Projects / Industrial automation and embedded control

STM32 CNC controller

STM32/GRBL-based CNC controller for an industrial machine: four STEP/DIR axes, limit and emergency inputs, relay outputs and service circuits.

Task

What had to be solved

The task was to develop an electronic controller for a machine with four controlled axes, limit sensors, emergency inputs, wheelset-rotation control and additional service functions. Part of the control and G-code preparation logic had to be moved to an external controller.

Result

What the project reached

A specialized CNC controller for an industrial machine was prepared. The compact STM32 board combines axis control, input processing, peripheral connection and operation with GRBL-compatible control software.

STM32 CNC controller with four axes
STM32 CNC controller inside the CNC rack

Engineering context

Important constraints

The controller had to be part of a real machine, not a generic educational CNC board.

In addition to axes, the machine needed limit switches, emergency buttons, edge-search sensor, cooling and relay circuits.

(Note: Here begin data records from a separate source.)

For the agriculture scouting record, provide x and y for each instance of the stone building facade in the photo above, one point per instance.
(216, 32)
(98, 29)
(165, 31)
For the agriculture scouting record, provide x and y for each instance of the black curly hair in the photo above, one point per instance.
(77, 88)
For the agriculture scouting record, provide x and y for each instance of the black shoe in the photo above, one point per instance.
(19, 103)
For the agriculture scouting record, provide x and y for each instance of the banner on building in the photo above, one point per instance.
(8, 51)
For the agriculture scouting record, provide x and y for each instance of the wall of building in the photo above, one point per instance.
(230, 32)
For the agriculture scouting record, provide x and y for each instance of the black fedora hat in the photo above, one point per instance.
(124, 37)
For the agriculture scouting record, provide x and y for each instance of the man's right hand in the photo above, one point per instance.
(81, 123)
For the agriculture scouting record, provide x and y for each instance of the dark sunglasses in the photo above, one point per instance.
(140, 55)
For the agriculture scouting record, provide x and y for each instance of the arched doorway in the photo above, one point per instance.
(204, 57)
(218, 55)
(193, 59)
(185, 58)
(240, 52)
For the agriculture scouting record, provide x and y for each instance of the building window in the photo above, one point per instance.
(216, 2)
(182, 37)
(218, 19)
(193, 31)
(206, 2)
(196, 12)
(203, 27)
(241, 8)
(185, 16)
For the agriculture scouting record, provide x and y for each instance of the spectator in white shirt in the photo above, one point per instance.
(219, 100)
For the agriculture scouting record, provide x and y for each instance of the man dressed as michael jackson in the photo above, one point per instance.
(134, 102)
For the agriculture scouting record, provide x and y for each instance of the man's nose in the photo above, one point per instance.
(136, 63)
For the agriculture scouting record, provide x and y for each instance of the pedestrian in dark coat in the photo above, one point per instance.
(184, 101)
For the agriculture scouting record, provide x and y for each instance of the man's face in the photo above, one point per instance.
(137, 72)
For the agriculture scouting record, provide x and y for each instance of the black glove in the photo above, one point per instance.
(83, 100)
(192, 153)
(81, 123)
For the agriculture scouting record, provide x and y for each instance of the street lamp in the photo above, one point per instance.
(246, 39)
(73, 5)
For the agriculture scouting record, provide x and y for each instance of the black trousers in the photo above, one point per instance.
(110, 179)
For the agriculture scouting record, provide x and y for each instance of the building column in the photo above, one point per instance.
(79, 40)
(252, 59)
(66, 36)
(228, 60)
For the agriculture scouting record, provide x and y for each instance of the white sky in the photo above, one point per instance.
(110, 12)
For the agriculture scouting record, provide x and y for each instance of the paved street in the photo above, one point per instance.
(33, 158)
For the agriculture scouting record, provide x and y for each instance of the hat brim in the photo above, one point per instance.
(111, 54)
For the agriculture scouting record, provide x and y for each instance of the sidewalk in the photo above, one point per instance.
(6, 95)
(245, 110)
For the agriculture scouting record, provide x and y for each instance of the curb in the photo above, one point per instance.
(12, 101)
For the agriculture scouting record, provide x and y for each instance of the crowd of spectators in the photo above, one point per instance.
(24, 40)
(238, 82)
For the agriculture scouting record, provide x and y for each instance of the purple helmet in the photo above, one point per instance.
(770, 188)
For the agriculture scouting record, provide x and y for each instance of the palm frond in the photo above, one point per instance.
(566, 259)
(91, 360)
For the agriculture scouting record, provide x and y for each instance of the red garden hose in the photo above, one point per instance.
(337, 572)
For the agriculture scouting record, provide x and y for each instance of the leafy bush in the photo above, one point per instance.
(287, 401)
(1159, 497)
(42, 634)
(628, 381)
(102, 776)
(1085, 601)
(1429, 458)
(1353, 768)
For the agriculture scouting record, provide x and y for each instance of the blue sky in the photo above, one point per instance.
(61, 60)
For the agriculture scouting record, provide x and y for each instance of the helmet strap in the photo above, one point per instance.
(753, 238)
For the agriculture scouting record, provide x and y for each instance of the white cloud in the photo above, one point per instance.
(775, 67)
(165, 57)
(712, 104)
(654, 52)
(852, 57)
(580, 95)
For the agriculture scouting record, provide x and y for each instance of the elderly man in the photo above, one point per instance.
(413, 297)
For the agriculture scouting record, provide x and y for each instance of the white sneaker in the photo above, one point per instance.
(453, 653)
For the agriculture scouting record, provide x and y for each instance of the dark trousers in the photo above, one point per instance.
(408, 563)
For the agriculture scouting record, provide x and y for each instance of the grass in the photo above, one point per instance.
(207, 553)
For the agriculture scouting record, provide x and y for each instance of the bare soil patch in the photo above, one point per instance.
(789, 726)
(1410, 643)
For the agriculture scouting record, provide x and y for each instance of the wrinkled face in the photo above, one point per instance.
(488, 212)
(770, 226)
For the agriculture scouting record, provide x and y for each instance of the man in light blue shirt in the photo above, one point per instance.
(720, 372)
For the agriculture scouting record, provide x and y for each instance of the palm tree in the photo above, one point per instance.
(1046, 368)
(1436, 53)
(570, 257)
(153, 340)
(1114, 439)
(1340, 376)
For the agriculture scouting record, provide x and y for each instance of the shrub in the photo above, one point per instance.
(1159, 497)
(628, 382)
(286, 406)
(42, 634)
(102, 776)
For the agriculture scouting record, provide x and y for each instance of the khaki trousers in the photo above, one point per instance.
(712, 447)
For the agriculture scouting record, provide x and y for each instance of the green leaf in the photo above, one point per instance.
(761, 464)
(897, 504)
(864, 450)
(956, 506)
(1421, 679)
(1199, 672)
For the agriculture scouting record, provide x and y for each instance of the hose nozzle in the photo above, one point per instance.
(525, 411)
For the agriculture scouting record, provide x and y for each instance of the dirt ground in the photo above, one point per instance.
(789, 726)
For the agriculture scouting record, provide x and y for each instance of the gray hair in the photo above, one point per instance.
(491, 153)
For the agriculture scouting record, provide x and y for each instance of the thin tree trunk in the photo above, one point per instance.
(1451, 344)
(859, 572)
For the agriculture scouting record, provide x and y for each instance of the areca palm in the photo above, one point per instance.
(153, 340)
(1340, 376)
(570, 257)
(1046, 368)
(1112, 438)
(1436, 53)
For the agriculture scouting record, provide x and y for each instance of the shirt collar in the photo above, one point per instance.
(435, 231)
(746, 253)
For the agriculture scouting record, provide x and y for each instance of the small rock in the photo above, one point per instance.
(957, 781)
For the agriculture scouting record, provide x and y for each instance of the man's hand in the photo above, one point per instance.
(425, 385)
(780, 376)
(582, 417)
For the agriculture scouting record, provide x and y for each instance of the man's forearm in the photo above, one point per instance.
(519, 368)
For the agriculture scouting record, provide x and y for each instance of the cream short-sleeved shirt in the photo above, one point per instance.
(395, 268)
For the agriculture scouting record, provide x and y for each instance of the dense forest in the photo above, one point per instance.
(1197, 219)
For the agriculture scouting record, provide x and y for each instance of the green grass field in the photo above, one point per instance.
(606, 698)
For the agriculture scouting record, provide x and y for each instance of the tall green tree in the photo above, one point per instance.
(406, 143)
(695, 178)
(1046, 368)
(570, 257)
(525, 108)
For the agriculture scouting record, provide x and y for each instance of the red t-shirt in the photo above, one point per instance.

Typical CNC logic had to be adapted to specific mechanics with four independent feeds and real equipment signals.

GRBL compatibility and later tuning capability were important for integration and maintenance.

Work done

What was included

STM32 controller circuitry.

STEP/DIR interfaces for four axes.

Inputs for limit sensors, emergency and control signals.

Relay outputs and service circuits.

Integration work around GRBL firmware for STM32.

Hardware preparation for connection to the machine and further tuning.

Details

Engineering project description

GRBL-based control logic

The project used GRBL-compatible logic for STM32. This gave a recognizable motion-control base, but it had to be adapted to the specific inputs, axes and peripheral signals of the machine.

The work included adapting a ported STM32 GRBL base for four axes and the target machine task, while identifying and correcting many practical integration problems.

Industrial peripheral signals

The controller processes not only movement commands, but also real machine signals: limit switches, emergency inputs, service circuits and relay outputs. These details are what separate the project from a simple CNC development board.

Machine integration

The board was prepared as part of a larger machine-control system, with hardware interfaces, firmware direction and service access chosen for later tuning during integration with the mechanics and operator software.